Rice gelato outside of Vivoli.

 

Bologna Food Tour

Finally, no food round-up of our Italian vacation would be complete without a discussion of our nine-hour food tour in the Bologna countryside that everyone agrees was the highlight of our trip (god, I love my family). I’d highly recommend it to anyone in the area. You can find it on the Viator website under the heading “Bologna Food Experience: Factory Visits with Gourmet Lunch and Wine Tasting.”

The tour starts early in the morning because you have to get to the Parmigiano-Reggiano factory by 8 am when the guys are making the cheese.

My wife Sonia giving the cheese a stir. (Just kidding. Actually, the by-products from cheese-making are supposed to be good for your skin and they invited her to do this.)

The cheese wheels then have a nice soak for a few days.

Once in the aging room, each 85 lb cheese wheel gets cleaned and turned every day by a motorized device that goes up and down the aisles. Talk about your short-straw jobs back in the day.

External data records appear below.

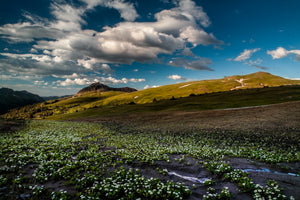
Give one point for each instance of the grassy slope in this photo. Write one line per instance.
(108, 100)
(218, 100)
(196, 87)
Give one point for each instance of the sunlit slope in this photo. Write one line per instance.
(106, 100)
(256, 80)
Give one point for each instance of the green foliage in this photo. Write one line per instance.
(93, 160)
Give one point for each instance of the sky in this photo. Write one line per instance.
(57, 47)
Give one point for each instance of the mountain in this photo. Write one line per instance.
(105, 99)
(10, 99)
(55, 97)
(104, 88)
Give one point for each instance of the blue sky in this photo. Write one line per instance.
(56, 47)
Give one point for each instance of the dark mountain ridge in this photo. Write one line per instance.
(104, 88)
(10, 99)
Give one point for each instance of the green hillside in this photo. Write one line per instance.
(159, 98)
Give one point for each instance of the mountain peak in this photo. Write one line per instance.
(104, 88)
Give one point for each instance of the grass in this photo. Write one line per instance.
(158, 99)
(64, 160)
(218, 100)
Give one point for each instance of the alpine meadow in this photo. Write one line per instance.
(149, 100)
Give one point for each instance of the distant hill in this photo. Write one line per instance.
(104, 97)
(55, 97)
(10, 99)
(104, 88)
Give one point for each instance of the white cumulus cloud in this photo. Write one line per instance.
(281, 52)
(176, 77)
(246, 54)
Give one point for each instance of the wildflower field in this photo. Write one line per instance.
(80, 160)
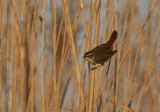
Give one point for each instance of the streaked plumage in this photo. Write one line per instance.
(101, 53)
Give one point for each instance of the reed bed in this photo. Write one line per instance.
(42, 43)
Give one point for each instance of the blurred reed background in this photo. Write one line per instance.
(42, 43)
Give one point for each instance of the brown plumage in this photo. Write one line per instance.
(101, 53)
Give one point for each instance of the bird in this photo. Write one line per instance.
(101, 53)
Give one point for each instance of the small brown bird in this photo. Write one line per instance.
(101, 53)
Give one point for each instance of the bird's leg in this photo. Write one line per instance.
(97, 67)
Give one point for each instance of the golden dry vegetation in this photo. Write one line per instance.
(42, 45)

Then off the the balsamic vinegar distillery (if that’s the right word), where I learned (1) I’ve never tasted real balsamic vinegar, (2) it’s pretty good, and (3) it’s not that good that I want to spend $100 for a tiny bottle and use an eye-dropper on my salad.

The prosciutto factory was filled with the intoxicating aroma of curing pork and salt. Are you listening Renuzit?

Then they started cutting samples of prosciutto. This is Rick’s sample #5.

We ended with lunch at an organic restaurant/winery in the hills outside Bologna. They started bringing wine and family-style food and stopped 2 1/2 hours later.

Pasta with ragu

Pasta with truffles

Pasta with pesto

Grilled and roasted vegetables

Chicken cutlets

There was a dessert but even better were fresh figs right off the tree.

Arrivederci, Italia. Until we eat again.